Providing information at each stage in the transaction process has become essential to enhance the customer experience and build confidence and trust.
Increasingly, treasury and finance professionals are expecting a comparable degree of integration, transparency and transformation in their banking transactions, whether they are buying or selling domestically or cross-border.

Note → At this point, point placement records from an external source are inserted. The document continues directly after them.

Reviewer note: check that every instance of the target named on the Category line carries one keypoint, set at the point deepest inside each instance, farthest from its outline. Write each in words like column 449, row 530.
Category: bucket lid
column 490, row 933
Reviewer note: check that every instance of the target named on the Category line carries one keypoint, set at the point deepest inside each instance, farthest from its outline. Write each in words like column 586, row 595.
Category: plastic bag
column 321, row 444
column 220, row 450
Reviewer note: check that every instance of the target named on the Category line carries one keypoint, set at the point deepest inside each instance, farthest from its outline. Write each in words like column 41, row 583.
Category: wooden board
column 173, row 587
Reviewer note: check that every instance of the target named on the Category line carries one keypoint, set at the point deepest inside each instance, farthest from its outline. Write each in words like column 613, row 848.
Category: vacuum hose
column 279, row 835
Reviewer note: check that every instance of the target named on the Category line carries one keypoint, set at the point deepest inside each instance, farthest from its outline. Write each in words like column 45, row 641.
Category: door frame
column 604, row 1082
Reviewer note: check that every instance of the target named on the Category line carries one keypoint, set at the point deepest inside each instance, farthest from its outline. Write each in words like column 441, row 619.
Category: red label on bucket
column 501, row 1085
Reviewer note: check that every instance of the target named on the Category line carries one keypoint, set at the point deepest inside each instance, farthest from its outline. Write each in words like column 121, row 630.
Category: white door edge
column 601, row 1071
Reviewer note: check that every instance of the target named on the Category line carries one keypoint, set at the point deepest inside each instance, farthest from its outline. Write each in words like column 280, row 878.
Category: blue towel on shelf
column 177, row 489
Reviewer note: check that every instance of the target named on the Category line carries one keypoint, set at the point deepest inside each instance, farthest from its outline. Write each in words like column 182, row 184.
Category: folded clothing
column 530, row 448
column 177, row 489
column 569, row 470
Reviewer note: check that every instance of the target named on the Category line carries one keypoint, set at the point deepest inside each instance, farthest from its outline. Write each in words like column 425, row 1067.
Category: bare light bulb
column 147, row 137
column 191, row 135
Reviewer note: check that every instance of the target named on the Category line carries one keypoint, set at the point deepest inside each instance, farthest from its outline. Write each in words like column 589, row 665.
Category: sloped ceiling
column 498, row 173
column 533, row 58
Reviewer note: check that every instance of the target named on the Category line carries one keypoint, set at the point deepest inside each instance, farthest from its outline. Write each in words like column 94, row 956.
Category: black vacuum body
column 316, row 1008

The next step in payment efficiency
The quest for payment and collection efficiency is nothing new. Many companies have already achieved a high degree of visibility, control and efficiency in their payments and collection processes. Not only is the use of electronic payment instruments and processes now prevalent, but treasurers and finance managers are successfully introducing automatic reconciliation and account posting, centralised flows through payments/collection factories, and efficient techniques such as payments-on-behalf-of (POBO) and collections-on-behalf-of (COBO). These solutions are allowing companies of all sizes and located in all jurisdictions to streamline and automate their payments and collections regionally or globally, and reduce the number of accounts that they operate.
For many companies operating internationally, however, the final missing element of the transaction process is the foreign exchange (FX) component.
Depending on the industry and business model, most companies will need to pay and/or receive cash in multiple currencies. As a result, they need to maintain accounts in different currencies, and are subject to FX risk. Treasurers can choose to manage FX risk separately in the FX market, but this option is typically only open to treasuries with the necessary systems and resources in place, and/or for currencies in which exposures are sizeable. In some cases, currency specific regulations will make it more difficult to hold centralised current accounts. For smaller currency exposures, and for smaller treasury functions, it is not cost- or risk-effective to manage these exposures separately. Consequently, treasurers are seeking integrated solutions that extend the payment and collection efficiencies they achieve for domestic transactions to cross-border and cross-currency transactions while managing FX risk.
Combining market leading capabilities
For BNP Paribas, as a market leader in both wholesale FX and transaction banking, combining these two capabilities was an obvious step by integrating the Global Markets transactional FX solution, FX+, into the payment and cash management solutions.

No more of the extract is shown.